April 12th, 2008 · No Comments

HOWLIN RAIN—MAGNIFICENT FIEND

Ethan Miller is apparently an inspired musical polymath. Miller is lead guitarist and frontman for Comets On Fire, one of the prime movers in the neo-psychedelic movement within indie rock. His feedback-laced, guitar-driven excursions for that group are rightly championed as examples of how to build on an established form (the psychedelic movement of the sixties/seventies) without sounding derivative. Amazingly, Miller is also able to pull off this same trick with his other band, Howlin Rain. In this case, however, the root of his musical inspiration lies in the blues-rock template of the late sixties/early seventies.
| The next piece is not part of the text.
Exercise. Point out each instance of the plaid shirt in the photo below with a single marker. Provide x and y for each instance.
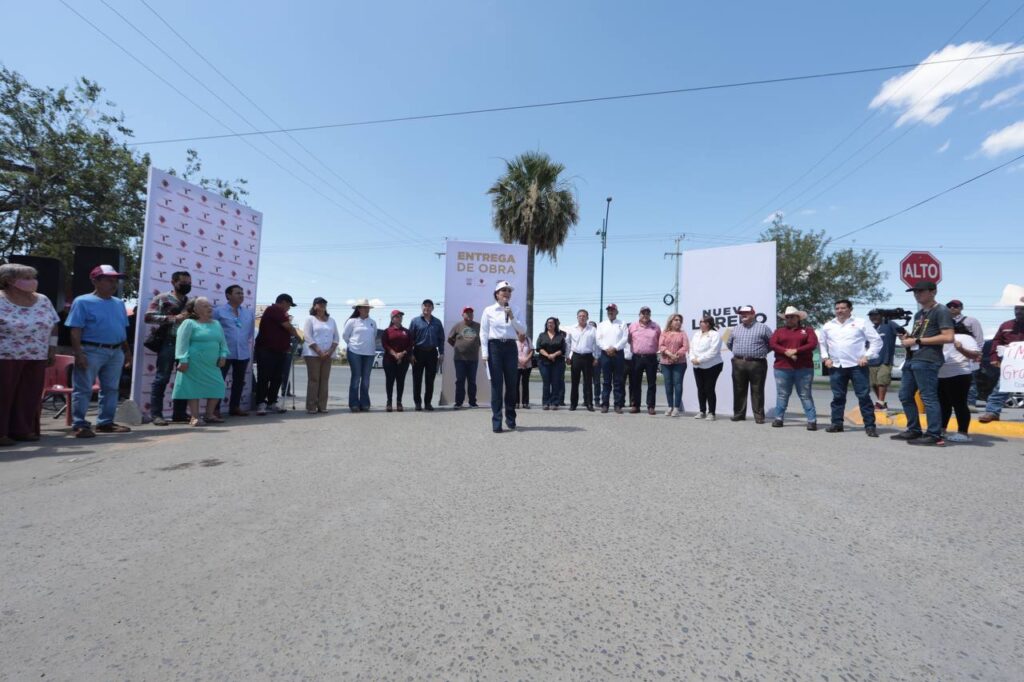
(750, 341)
(163, 308)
Drawing on traditions established by a long list of Englishmen (Rod Stewart before his glam phase, Joe Cocker, and particularly Clapton/Derek and the Dominoes), Miller takes this blues-rock bed and layers it with tasty helpings of southern-rock and jam-band formulations (possibly inspired by his growing up in Humboldt County CA). Somehow, it all works a treat. This is largely due to the bands ability to keep the songs short and sweet. Miller’s raspy blues voice (strongly recalling Rod Stewart), lays into catchy, riff-driven songs, most of which are punctuated with concise, bluesy solos a la Clapton or even the Allmans’ Dickey Betts. Little evidence of psychedelia is found anywhere here (although the last song does end with a feedback drone).  The album opener, “Requiem,” takes off from a riff-heavy Hammond B-3 (used to great effect throughout the album) and combines its sound with stinging blues lines. Second song “Dancers At The End Of Time” finds Miller using his shouty blues voice to great effect, while many of the subsequent songs sound like they could be excellent Derek and the Dominoes outtakes, with their clean, occasionally twin guitar leads and vocal pleas to “Have mercy on my soul”.  The production is appropriately clean yet with some fuzz still attached. Who knew that this psychedelic wunderkind could also put out one best blue-rock recordings in recent memory? Indie-rockers may sleep on it, but for those with a hankering for Clapton, Stewart, or the Allmans in their prime, this will do very nicely.